Correlation Between Ford and Alpha Lithium
Can any of the company-specific risk be diversified away by investing in both Ford and Alpha Lithium at the same time? Although using a correlation coefficient on its own may not help to predict future stock returns, this module helps to understand the diversifiable risk of combining Ford and Alpha Lithium into the same portfolio, which is an essential part of the fundamental portfolio management process.
By analyzing existing cross correlation between Ford Motor and Alpha Lithium, you can compare the effects of market volatilities on Ford and Alpha Lithium and check how they will diversify away market risk if combined in the same portfolio for a given time horizon. You can also utilize pair trading strategies of matching a long position in Ford with a short position of Alpha Lithium. Check out your portfolio center. Please also check ongoing floating volatility patterns of Ford and Alpha Lithium.
Diversification Opportunities for Ford and Alpha Lithium
-0.25 | Correlation Coefficient |
Very good diversification
The 3 months correlation between Ford and Alpha is -0.25. Overlapping area represents the amount of risk that can be diversified away by holding Ford Motor and Alpha Lithium in the same portfolio, assuming nothing else is changed. The correlation between historical prices or returns on Alpha Lithium and Ford is a relative statistical measure of the degree to which these equity instruments tend to move together. The correlation coefficient measures the extent to which returns on Ford Motor are associated (or correlated) with Alpha Lithium. Values of the correlation coefficient range from -1 to +1, where. The correlation of zero (0) is possible when the price movement of Alpha Lithium has no effect on the direction of Ford i.e., Ford and Alpha Lithium go up and down completely randomly.
Pair Corralation between Ford and Alpha Lithium
Taking into account the 90-day investment horizon Ford is expected to generate 4.96 times less return on investment than Alpha Lithium. But when comparing it to its historical volatility, Ford Motor is 3.71 times less risky than Alpha Lithium. It trades about 0.01 of its potential returns per unit of risk. Alpha Lithium is currently generating about 0.01 of returns per unit of risk over similar time horizon. If you would invest 54.00 in Alpha Lithium on September 2, 2024 and sell it today you would lose (38.00) from holding Alpha Lithium or give up 70.37% of portfolio value over 90 days.

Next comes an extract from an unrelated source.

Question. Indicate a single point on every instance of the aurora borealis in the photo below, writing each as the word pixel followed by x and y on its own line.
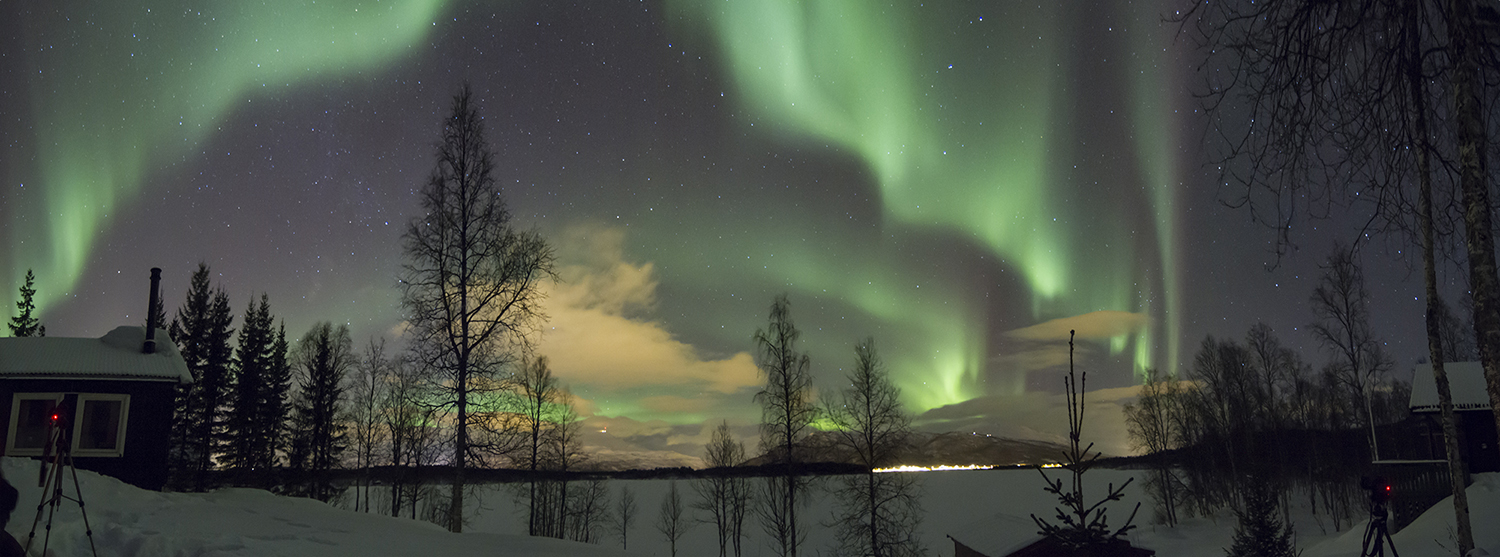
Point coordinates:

Time Period | 3 Months [change] |
Direction | Moves Against |
Strength | Insignificant |
Accuracy | 100.0% |
Values | Daily Returns |
Ford Motor vs. Alpha Lithium
Performance |
Timeline |
Ford Motor |
Alpha Lithium |
Ford and Alpha Lithium Volatility Contrast
Predicted Return Density |
Returns |
Pair Trading with Ford and Alpha Lithium
The main advantage of trading using opposite Ford and Alpha Lithium positions is that it hedges away some unsystematic risk. Because of two separate transactions, even if Ford position performs unexpectedly, Alpha Lithium can make up some of the losses. Pair trading also minimizes risk from directional movements in the market. For example, if an entire industry or sector drops because of unexpected headlines, the short position in Alpha Lithium will offset losses from the drop in Alpha Lithium's long position.The idea behind Ford Motor and Alpha Lithium pairs trading is to make the combined position market-neutral, meaning the overall market's direction will not affect its win or loss (or potential downside or upside). This can be achieved by designing a pairs trade with two highly correlated stocks or equities that operate in a similar space or sector, making it possible to obtain profits through simple and relatively low-risk investment.Alpha Lithium vs. Winsome Resources Limited | Alpha Lithium vs. Beyond Minerals | Alpha Lithium vs. IGO Limited | Alpha Lithium vs. Qubec Nickel Corp |
Check out your portfolio center.Note that this page's information should be used as a complementary analysis to find the right mix of equity instruments to add to your existing portfolios or create a brand new portfolio. You can also try the Portfolio Comparator module to compare the composition, asset allocations and performance of any two portfolios in your account.